4. Introduction to the Related Algorithm - KarmaDock
KarmaDock is an AI docking algorithm developed by CarbonSilicon AI. It effectively combines docking and scoring methods on a lightweight model through multi-stage learning of scoring and docking, compressing the time consumption of single small molecule docking + scoring to 17ms, while ensuring docking and virtual screening performance. KarmaDock uses a model framework built with encoders (Graph Transformer (GT) and Geometric Vector Perceptrons (GVP)), and the EGNN module for docking and the mixed density network MDN module for scoring. Modeling principle: First, the protein and ligand are represented as a three-dimensional residue graph and a two-dimensional molecule graph, respectively. After encoding with the GVP/GT encoder, the pi, mu, and sigma of the mixed Gaussian distribution in the MDN module are calculated. The graph features are then fed into the EGNN module for docking to get the docking conformation, which is then sent to the MDN module for scoring to get the Score. Its modeling framework is detailed in Figure 7. KarmaDock is an end-to-end AI model that simultaneously includes docking and scoring. It achieves millisecond response on a single GPU and surpasses most docking/scoring tools in precision. It can realize high-throughput screening of large-scale molecular libraries, accelerating drug development. The average time KarmaDock takes to dock a molecule is 0.017s/complex, which is far lower than other models. KarmaDock has a docking success rate (RMSD<2 Å) of 0.956 on the Coreset dataset, surpassing most models. Moreover, KarmaDock has an enrichment factor (EF1%) of 23.4 on the Casf2016 dataset, which is at the leading level. See Table 1 for details.
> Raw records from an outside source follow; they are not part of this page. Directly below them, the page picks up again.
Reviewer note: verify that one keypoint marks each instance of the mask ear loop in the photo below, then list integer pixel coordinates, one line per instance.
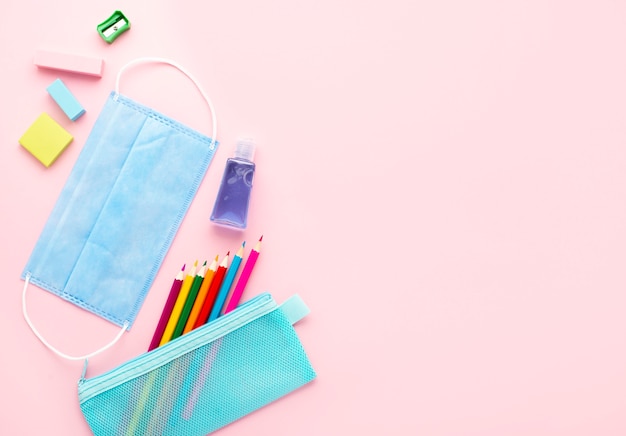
(213, 143)
(149, 60)
(54, 349)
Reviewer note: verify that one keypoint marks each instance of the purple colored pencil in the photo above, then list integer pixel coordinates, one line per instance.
(167, 309)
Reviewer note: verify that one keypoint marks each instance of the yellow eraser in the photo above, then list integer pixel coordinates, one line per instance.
(46, 139)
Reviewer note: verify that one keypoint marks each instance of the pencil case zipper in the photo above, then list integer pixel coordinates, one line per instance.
(140, 365)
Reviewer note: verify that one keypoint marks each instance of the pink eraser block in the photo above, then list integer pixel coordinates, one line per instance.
(69, 62)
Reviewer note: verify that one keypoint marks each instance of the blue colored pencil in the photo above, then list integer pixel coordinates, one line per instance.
(226, 284)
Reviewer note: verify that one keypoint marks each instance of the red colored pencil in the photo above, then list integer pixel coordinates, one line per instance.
(167, 309)
(212, 294)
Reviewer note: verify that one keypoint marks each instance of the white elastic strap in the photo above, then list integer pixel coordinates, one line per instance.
(53, 349)
(147, 60)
Figure 9. Modeling Framework of KarmaDock Table 1. Docking and Screening Capabilities of Various Models on CASF 2016
Note: For introductions to CarsiDock and RTMScore, see Inno-Docking and Inno-Rescoring, respectively.
5. Related Literature
[1] Efficient and accurate large library ligand docking with KarmaDock. Zhang X. Zhang O. Shen C., et al. Nat Comput Sci. 2023 Sep;3(9):789-804. doi: 10.1038/s43588-023-00511-5.